Let me describe a feeling. See if you can relate.
I remember being 13 or 14, sitting in ballet class in a circle of other young girls. They all sat conversing as I observed them. I observed them hard, taking in all the subtleties of their facial expressions and body language in response to each other as they spoke and listened in turn. I could easily interpret what each of them were thinking and feeling simply by watching them.
I did this often, the observing hard thing. I did it constantly. Any time I had an opportunity, which meant anytime someone spoke, I would watch them intently and anyone else listening in; I had done it ever since I could remember. I did it naturally. I did it because of all of the information I could so easily glean from the slightest of signals.

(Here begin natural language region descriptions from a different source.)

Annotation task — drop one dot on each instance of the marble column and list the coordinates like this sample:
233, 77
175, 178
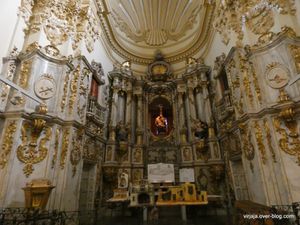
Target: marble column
181, 122
128, 108
139, 132
139, 112
200, 105
114, 112
191, 100
121, 106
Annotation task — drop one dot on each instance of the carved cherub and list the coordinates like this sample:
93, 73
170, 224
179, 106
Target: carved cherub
200, 129
122, 131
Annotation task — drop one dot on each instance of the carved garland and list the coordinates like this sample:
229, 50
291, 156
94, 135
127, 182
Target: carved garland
30, 151
7, 143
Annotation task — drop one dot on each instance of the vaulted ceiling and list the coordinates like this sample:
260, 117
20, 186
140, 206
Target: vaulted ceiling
136, 29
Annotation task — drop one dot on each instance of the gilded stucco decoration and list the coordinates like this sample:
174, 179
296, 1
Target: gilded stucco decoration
25, 73
75, 155
64, 148
260, 141
91, 149
247, 145
83, 93
236, 90
295, 51
255, 15
9, 73
269, 140
7, 143
56, 144
61, 21
65, 91
34, 137
277, 75
73, 89
25, 11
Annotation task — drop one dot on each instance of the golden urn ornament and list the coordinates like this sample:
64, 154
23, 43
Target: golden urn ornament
37, 193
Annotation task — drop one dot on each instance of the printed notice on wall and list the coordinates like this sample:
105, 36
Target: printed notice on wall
186, 175
160, 173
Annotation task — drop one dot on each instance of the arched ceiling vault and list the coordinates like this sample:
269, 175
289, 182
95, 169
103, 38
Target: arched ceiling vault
136, 29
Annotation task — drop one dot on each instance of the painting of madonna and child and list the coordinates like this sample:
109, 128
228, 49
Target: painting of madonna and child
161, 116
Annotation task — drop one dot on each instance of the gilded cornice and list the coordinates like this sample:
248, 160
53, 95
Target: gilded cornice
191, 49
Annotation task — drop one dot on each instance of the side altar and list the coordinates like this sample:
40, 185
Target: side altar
166, 119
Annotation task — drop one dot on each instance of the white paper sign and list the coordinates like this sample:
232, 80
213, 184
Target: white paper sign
187, 175
160, 172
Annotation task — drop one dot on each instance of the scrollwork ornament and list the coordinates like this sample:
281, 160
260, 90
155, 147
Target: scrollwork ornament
259, 140
57, 138
30, 151
25, 73
73, 89
269, 140
75, 155
64, 148
288, 142
65, 91
247, 143
255, 15
7, 143
83, 92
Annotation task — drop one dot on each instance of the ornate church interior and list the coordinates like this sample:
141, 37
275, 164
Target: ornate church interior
150, 112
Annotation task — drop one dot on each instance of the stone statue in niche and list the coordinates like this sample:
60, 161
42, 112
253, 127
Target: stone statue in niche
109, 154
137, 157
161, 122
186, 154
123, 180
201, 129
122, 132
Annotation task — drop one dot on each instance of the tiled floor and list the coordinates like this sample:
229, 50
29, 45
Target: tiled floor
207, 220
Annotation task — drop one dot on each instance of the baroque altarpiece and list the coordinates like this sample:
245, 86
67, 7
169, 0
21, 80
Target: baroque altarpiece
162, 119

As I watched the girls, I knew so much about them—so many small details regarding their inner world, some I doubted they even fully understood themselves, the hidden motivations that drove them. I could see their fears talking and listening, perceive who was jealous of whom, what made each of them more insecure or made them open up. It was so easy to do, like breathing, that I never thought much of it. But in that moment, as I looked at them, I knew that they were not noticing anything beneath the surface, only seeing the things that were openly said and immediately apparent. Whatever I was doing, they certainly weren’t, and there was nothing good or bad or right or wrong about this thought; it was just stating the obvious—we were not the same. I was separate, something other. And this was not a lonely thought, or a difficult one, it was just stating the obvious; it was the way things were. We were not the same.
And 13 or 14 year old me thought, “I am different.”